We support the principle of amendments which would: reduce the required period of usage within the European Union, permit the inclusion of nutrients with traditional herbal remedies; strengthen the role of the proposed Committee on Herbal Medicinal Products; set a deadline of three years after the Directive coming into force for the completion of the proposed review of the Directive.
We intend to oppose the principle of automatic recognition of registrations or authorisations previously granted to a product in other member states since we believe this could serve to reduce flexibility available to member states; also, historical differences in the way member states have regulated similar products would be likely to create difficulties for a member state seeking to follow a consistent interpretation of the distinction between well established use, for the purposes of a marketing authorisation, and traditional use. We will oppose, on public health grounds, the principle of allowing new combinations of active medicinal ingredients without evidence of traditional use of that combination, although we will continue to look for ways during negotiations of maximising the possibilities for demonstrating traditional use of herbal combinations.
We will oppose the principle of restricting the Directive to ingredients for which there is well documented experimental and clinical evidence of efficacy, as this would run counter to the principle of accepting evidence of traditional usage in place of the normal requirement to demonstrate the efficacy of medicines and could erect an additional regulatory hurdle.

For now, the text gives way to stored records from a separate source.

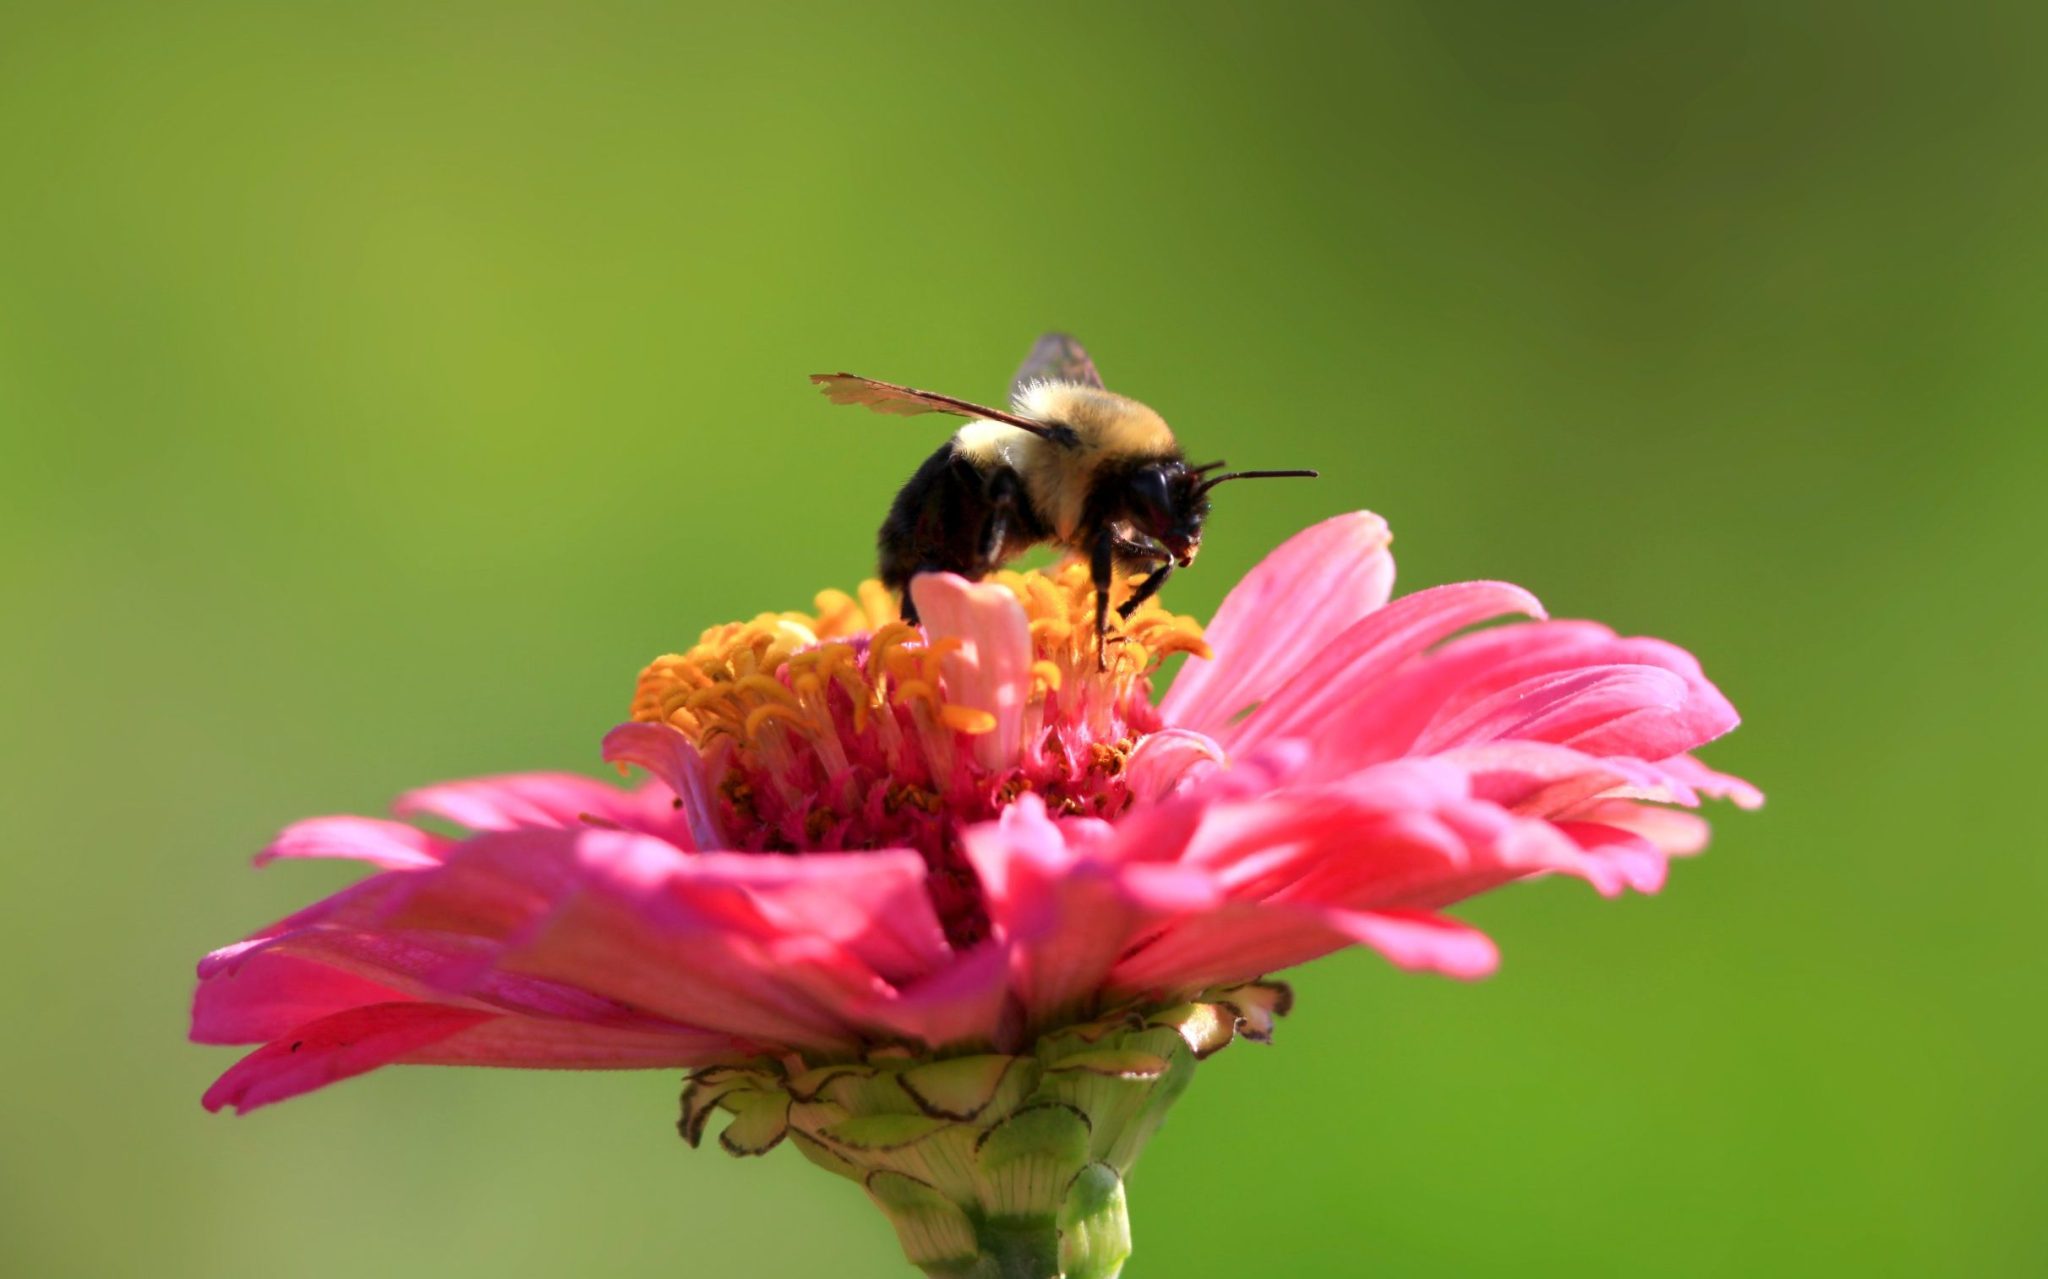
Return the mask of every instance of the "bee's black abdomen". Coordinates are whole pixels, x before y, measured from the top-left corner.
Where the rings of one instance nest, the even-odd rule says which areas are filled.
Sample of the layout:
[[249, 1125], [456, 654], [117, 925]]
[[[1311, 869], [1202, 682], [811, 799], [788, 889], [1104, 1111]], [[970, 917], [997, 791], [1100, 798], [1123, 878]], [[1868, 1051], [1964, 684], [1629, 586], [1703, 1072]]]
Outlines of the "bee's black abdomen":
[[949, 440], [904, 483], [882, 521], [876, 539], [882, 584], [902, 597], [903, 616], [914, 622], [911, 578], [935, 572], [983, 578], [1045, 537], [1017, 472], [977, 465]]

We will consider further the specific proposal to amend the definition of herbal medicinal product in relation to the extent of pharmacological activity. As drafted this could rule out a number of products from achieving registration, in particular where medicines are regarded as medicinal by virtue of their presentation. Also we have doubts about the advisability of amending the definition of a medicinal product in relation to herbal medicines only, when issues relating to levels of pharmacological activity also affect other categories of medicine. However, this regulatory area is a complex one and we will continue to be open to dialogue on this issue, whether in domestic discussions with the herbal sector or European negotiations.
We will consider further the principle of removing the labelling and advertising requirement to indicate that efficacy of traditional use product is not clinically proven. The potential advantages of a more positive presentation of products registered under the proposed traditional use scheme need to be weighed against the possible risk of weakening the incentive for companies to research the efficacy of herbal medicines.